Studie "Deutsche Zustände": Rassismus nimmt zu

Von Jörg Meyer *

Die »Deutschen Zustände« des Forschers Wilhelm Heitmeyer erscheinen vorerst zum letzten Mal. Es gibt kein Geld mehr, um das Projekt zu finanzieren. Die aktuellen Ergebnisse: Die soziale Spaltung nimmt zu, Rassismus und wachsende Vorurteile gegenüber Behinderten und Arbeitslosen sind die Folge.

»Dieses Projekt wird dringender gebraucht denn je«, sagt Bundestagsvizepräsident Wolfgang Thierse (SPD). Vor ihm auf dem Tisch im Haus der Bundespressekonferenz liegen zehn Bücher in zehn verschiedenen Farben. »19 Zentimeter Deutsche Zustände«, sagt Wilhelm Heitmeyer. Der Bielefelder Professor sitzt dem Projekt seit 2002 vor, am Montag stellten er und seine Mitarbeiterinnen und Mitarbeiter den neuen Band der Langzeitstudie vor.

Einmal im Jahr befragten die Bielefelder Forscher repräsentativ 2000 Deutsche. Die Ergebnisse führten beinahe jedes Jahr zu einem Aufstöhnen in Politik und Medien - zu mehr oft nicht. In diesen Tagen löse das Buch »beschämende Assoziationen« aus, sagt Thierse mit Blick auf das sich ausweitende Netzwerk um die braune Zwickauer Terrorgruppe.

Das Syndrom der »Gruppenbezogenen Menschenfeindlichkeit« - ein Begriff, den die Gruppe um Heitmeyer geprägt hat - beschreibt Vorurteile gegenüber religiösen Gruppierungen, gegenüber Menschen mit körperlichen Einschränkungen, aufgrund der sexuellen Orientierung oder aus sozialen Gründen. Dem zugrunde liegt eine »Ideologie der Ungleichwertigkeit von Menschen«. Woher diese kommt und was sie beeinflusst, das ist der Forschungsgegenstand der »Deutschen Zustände«.
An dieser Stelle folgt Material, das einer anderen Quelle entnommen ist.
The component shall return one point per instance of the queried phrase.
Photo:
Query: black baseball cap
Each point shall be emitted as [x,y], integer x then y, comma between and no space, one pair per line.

Der aktuelle Band präsentiert ein besorgniserregendes Bild. Rassismus, Fremdenfeindlichkeit sowie die Abwertung von Obdachlosen, Behinderten und Langzeitarbeitslosen sind seit 2009 wieder signifikant angestiegen. Antisemitismus, Sexismus und Homophobie nehmen dagegen seit 2002 ab, die Islamfeindlichkeit bleibt gleich. Große Sorgen bereiten Heitmeyer die ansteigende Akzeptanz von und die Bereitschaft zu Gewalt - wobei das Gewaltpotenzial von rechts deutlich höher sei als von links. Fast die Hälfte der Deutschen sieht den Zusammenhalt der Gesellschaft als stark gefährdet an, 50 Prozent stimmten der Aussage zu, Deutschland sei in einem gefährlichen Maße »überfremdet«. Ein Blick in die »Deutschen Zustände« schaffe keine »rosigen Aussichten«, sagt auch Wilhelm Krull, Generalsekretär der VolkswagenStiftung, die das Projekt seit 2002 maßgeblich finanziert hat.

Aber: Der jetzt vorgestellte zehnte Band ist auch der letzte. So sehr alle Anwesenden betonen, wie wichtig es wäre, das Projekt weiter zu finanzieren - es ist kein Geld mehr da. Zwar gibt es Ideen für eine Fortführung des Projektes, aber noch keine konkreten zur Finanzierung. Neue Förderer werden dringend gesucht.

* Aus: neues deutschland, 13. Dezember 2011


Rohe Bürgerlichkeit

Studie zu "Deutschen Zuständen" offenbart zunehmende Diskriminierung von Fremden und sozial Schwachen. Mentalität von Besserverdienenden spaltet

Von Ralf Wurzbacher **


Eine Studie zur rechten Zeit. Während sich täglich deutlicher herausstellt, wie Neonazis über Jahre unbehelligt von Fahndern und Justiz ihre verächtliche Gesinnung exerzieren konnten, hat jetzt die Wissenschaft eine dazu passende Erkenntnis geliefert: Die Diskriminierung von Minderheiten in Deutschland nimmt wieder zu. Fremdenfeindlichkeit, Rechtspopulismus, Rassismus sowie die Abwertung von Arbeitslosen und Behinderten haben sich in jüngeren Jahren deutlich verstärkt. So lauten zentrale Ergebnisse der Langzeituntersuchung »Gruppenbezogene Menschenfeindlichkeit«, die ein Autorenteam um den Bielefelder Sozialforscher Wilhelm Heitmeyer am Montag in Berlin vorgestellt hat.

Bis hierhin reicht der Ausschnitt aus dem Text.